Conflicting regional and tribal demands have been a regular feature of the country’s political scene since the dictator’s overthrow by Nato-backed rebels in August 2011, one of the most dramatic moments of the Arab spring. Few Libyans would want to see Gaddafi back, but a chronic lack of security and a worsening economic climate in recent months are casting dark clouds.
Last week’s US special forces raid to capture a fugitive Libyan Al Qaida leader, the likely trigger for the move against Zaidan, was a humiliating reminder both of the weakness of the government and of how the country has become a safe haven for terrorists. No one has yet been charged over the attack on the US consulate in Benghazi in September 2012. The Russian and French embassies in Tripoli have both been attacked this year.
But Zaidan’s kidnapping is only an extreme form of what has become normal in Libya’s wild post-Gaddafi political culture. Power comes not from debate in a divided parliament or the interim executive, but from the barrel of a gun. Opponents of government policy will routinely take over a ministry or surround the Congress to force submission to their demands. Protests by state employees began even before Gaddafi was brutally killed by rebels in his home town of Sirte two months after the fall of Tripoli.
On the surface, the capital now feels more normal than it did in the first year after the revolution. New restaurants and coffee shops are opening, and there is even a branch of Debenhams. Fewer armed men and truck-mounted anti-aircraft guns are on the streets. But the gunmen are still in their barracks and efforts to integrate them into a national army and police force are moving painfully slowly. Saif Al Islam, Gaddafi’s son, remains in custody in the western town of Zintan, where local fighters refuse to hand him over for trial in Tripoli.
Economic problems are compounding the general sense of open-ended crisis. Libya has the largest oil reserves in Africa — the source of enormous potential wealth for a country of just six million people. But oil terminals have been blockaded by militiamen demanding a greater share of the revenues for their own regions. Foreign investment has been sluggish because of insecurity, red tape and corruption.

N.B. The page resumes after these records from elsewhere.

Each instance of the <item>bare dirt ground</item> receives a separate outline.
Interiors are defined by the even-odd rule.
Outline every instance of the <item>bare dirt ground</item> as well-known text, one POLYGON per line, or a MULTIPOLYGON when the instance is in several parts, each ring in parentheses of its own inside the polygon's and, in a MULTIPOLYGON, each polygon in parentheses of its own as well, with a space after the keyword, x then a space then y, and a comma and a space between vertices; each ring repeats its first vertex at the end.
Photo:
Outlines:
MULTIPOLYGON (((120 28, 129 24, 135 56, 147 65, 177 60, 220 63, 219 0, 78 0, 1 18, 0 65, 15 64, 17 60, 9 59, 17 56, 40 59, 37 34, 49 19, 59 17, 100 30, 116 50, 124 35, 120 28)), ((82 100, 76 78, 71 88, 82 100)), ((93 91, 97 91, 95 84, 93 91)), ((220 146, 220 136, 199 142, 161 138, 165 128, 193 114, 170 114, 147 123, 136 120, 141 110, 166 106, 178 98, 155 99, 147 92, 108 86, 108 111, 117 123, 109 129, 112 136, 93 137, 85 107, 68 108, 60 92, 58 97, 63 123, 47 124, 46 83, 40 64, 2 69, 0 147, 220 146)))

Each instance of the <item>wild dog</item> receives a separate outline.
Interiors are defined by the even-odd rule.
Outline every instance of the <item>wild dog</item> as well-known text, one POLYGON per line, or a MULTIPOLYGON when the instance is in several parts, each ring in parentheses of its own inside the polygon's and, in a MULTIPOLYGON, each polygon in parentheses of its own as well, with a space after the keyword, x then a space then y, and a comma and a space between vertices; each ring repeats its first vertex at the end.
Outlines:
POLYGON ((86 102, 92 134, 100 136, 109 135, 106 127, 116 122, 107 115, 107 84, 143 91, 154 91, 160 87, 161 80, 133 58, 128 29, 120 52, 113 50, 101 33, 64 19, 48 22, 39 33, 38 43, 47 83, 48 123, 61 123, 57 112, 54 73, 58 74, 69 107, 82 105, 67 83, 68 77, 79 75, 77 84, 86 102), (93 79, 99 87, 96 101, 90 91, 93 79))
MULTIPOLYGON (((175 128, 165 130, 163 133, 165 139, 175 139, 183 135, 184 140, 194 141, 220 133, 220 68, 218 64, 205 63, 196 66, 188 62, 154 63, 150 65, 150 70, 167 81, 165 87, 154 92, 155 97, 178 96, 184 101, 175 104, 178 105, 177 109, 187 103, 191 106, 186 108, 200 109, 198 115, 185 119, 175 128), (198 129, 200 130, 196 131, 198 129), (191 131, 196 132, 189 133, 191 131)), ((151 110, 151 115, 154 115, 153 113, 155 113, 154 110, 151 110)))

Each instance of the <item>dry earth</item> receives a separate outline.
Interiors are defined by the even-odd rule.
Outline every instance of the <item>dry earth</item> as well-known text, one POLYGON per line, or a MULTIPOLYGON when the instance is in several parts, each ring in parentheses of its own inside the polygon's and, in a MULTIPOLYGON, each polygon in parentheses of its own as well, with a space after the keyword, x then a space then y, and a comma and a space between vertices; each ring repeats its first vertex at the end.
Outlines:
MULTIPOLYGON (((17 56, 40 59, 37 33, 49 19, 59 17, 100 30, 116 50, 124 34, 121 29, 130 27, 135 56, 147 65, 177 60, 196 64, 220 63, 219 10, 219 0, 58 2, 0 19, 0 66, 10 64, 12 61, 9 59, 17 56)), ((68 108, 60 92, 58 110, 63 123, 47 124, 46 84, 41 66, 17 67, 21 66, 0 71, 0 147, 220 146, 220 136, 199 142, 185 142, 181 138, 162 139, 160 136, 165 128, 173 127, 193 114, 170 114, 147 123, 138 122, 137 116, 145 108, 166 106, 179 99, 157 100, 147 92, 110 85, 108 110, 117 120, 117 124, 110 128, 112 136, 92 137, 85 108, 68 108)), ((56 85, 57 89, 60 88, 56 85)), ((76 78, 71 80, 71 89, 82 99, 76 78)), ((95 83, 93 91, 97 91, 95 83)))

Britain and other western governments were quick to condemn the prime minister’s abduction and express support for the continuing “political transition”. In September 2011, British Prime Minister David Cameron and the French president, Nicolas Sarkozy, were hailed as heroes for their role in overthrowing Gaddafi when they appeared at Tripoli’s luxurious Corinthia hotel — the same place where Zaidan was hustled into the custody of gunmen on another very bad day for the new Libya.